Lawsuit seeks to block abortion pill ban in Wyoming

CHEYENNE, Wyoming (AP) — Abortion rights advocates filed an amended lawsuit Tuesday seeking to block a new ban on abortion pills in Wyoming from going into effect.

A group hoping to open what will become the state’s second abortion clinic filed the amended lawsuit days after Republican Gov. Mark Gordon signed the nation’s first explicit ban on abortion pills. Barring court intervention, the ban will come into effect on July 1.

Abortion rights advocates have already tried to block a separate sweeping abortion ban that went into effect on Sunday in Wyoming without the governor’s signature. This law aims to overcome the objections that led the judge to suspend the previous injunction.

According to the lawsuit, the abortion pill ban and sweeping ban conflict and create confusion about what is and is not allowed under the new laws. If they are allowed to act, “the fundamental rights of Wyoming women and their families will be taken away by the state government and those rights will cease to exist,” the amended lawsuit states.

Both of Wyoming’s new abortion bans make exceptions to save the life of a pregnant woman, as well as cases of rape or incest that are reported to the police.
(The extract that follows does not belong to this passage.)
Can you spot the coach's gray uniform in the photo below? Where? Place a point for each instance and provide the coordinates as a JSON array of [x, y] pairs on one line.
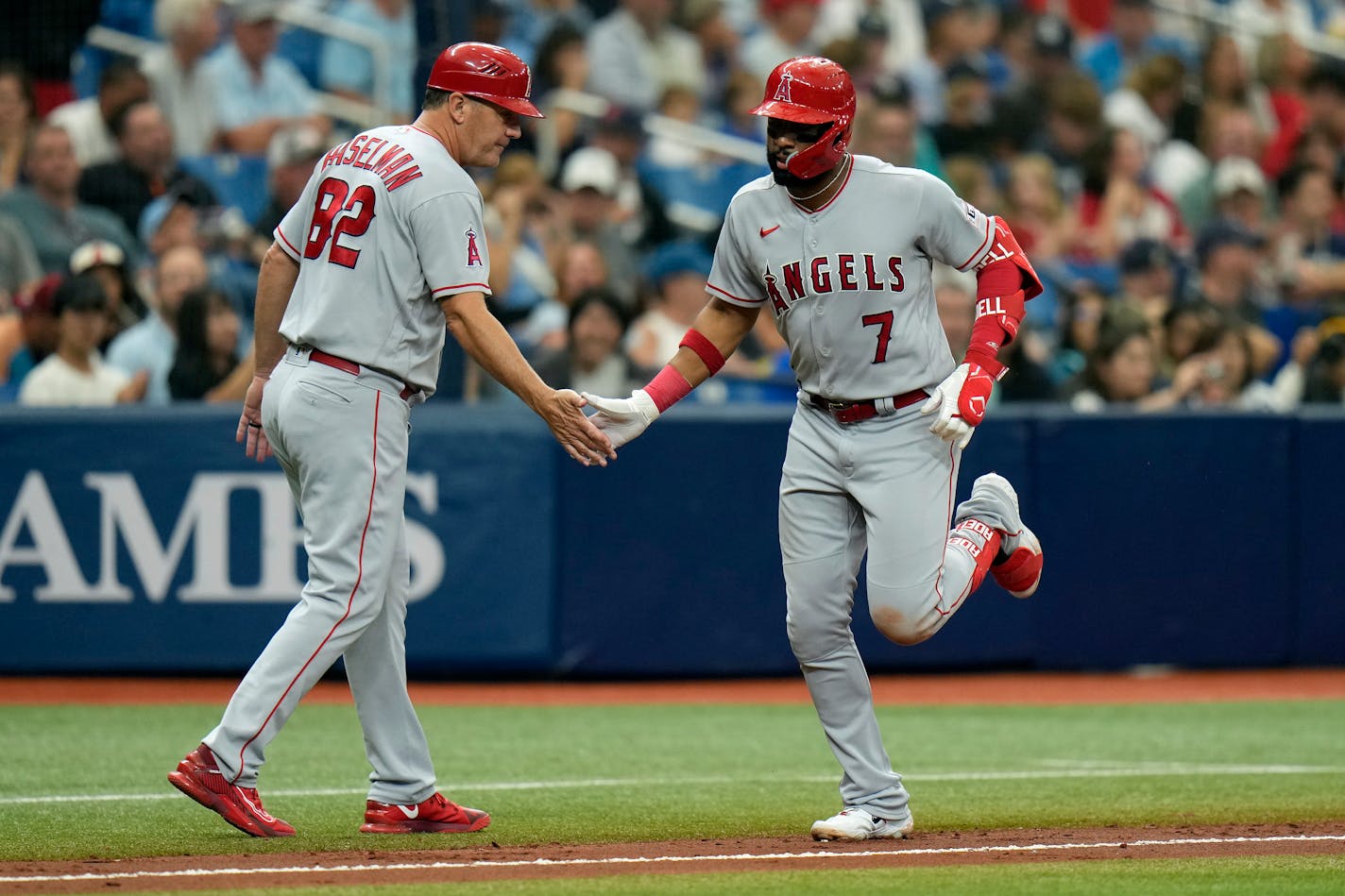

Until Gordon signed the ban on medical abortion, no state passed a law specifically banning the pill, according to the Guttmacher Institute, a research group that supports abortion rights. However, abortion pills have already been banned in 13 other states with total bans on abortion, and access to the pill has already been restricted in 15 states.

Medical abortions are also the subject of a separate lawsuit in Texas, where anti-abortion petitioners petitioned a federal judge to overturn the FDA’s approval of mifepristone in 2000. The combination of two tablets of mifepristone and another drug is the most common form of abortion in the US.

There is only one abortion provider in Wyoming, the Women’s Health Clinic in Jackson, which only provides medical abortions but has canceled appointments after a wide state ban went into effect this week. Teton County District Court Judge Melissa Owens is due to hold a hearing on Wednesday to consider blocking this new ban while the lawsuit continues.

Wellspring Health Access, which is seeking to block a ban on abortion pills and broader measures, plans to open a clinic in Casper that will provide surgical and medical abortions. After an arson attack prevented the clinic from opening as planned last summer, organizers hoped to reopen it next month.

“Wyoming residents deserve access to the full range of reproductive health services, including both surgical and medical abortion, which is why we are fighting to make medical abortion legal in Wyoming,” Wellspring Health Access President Julie Burkart said in a statement. .

Also sued were four women, including two gynecologists, and Chelsea’s Fund, a Wyoming abortion access advocacy group.

Wyoming Attorney General Bridget Hill “will vigorously defend the legality of this law, as of all statutes when their constitutionality is challenged,” Gordon spokesman Michael Perlman said in an email.

Until this week, abortion remained legal in Wyoming despite a ban that followed the U.S. Supreme Court’s decision to reverse its landmark abortion ruling, Roe v. Wade. Postponing the ban in July, Owens ruled that it could harm women with pregnancy complications and their doctors.

She also found that a 2012 state constitutional amendment guaranteeing the right to make one’s own health care decisions could allow abortion.

The new sweeping ban states that abortion is not medical treatment and therefore the amendment does not cover abortions.

After the roe deer changed course in June, restrictions on abortion were put in place by the states and things quickly changed.

Other states where courts have suspended bans or severe restrictions are Arizona, Indiana, Montana, Ohio, South Carolina, and Utah. Idaho courts forced the state to allow emergency abortions.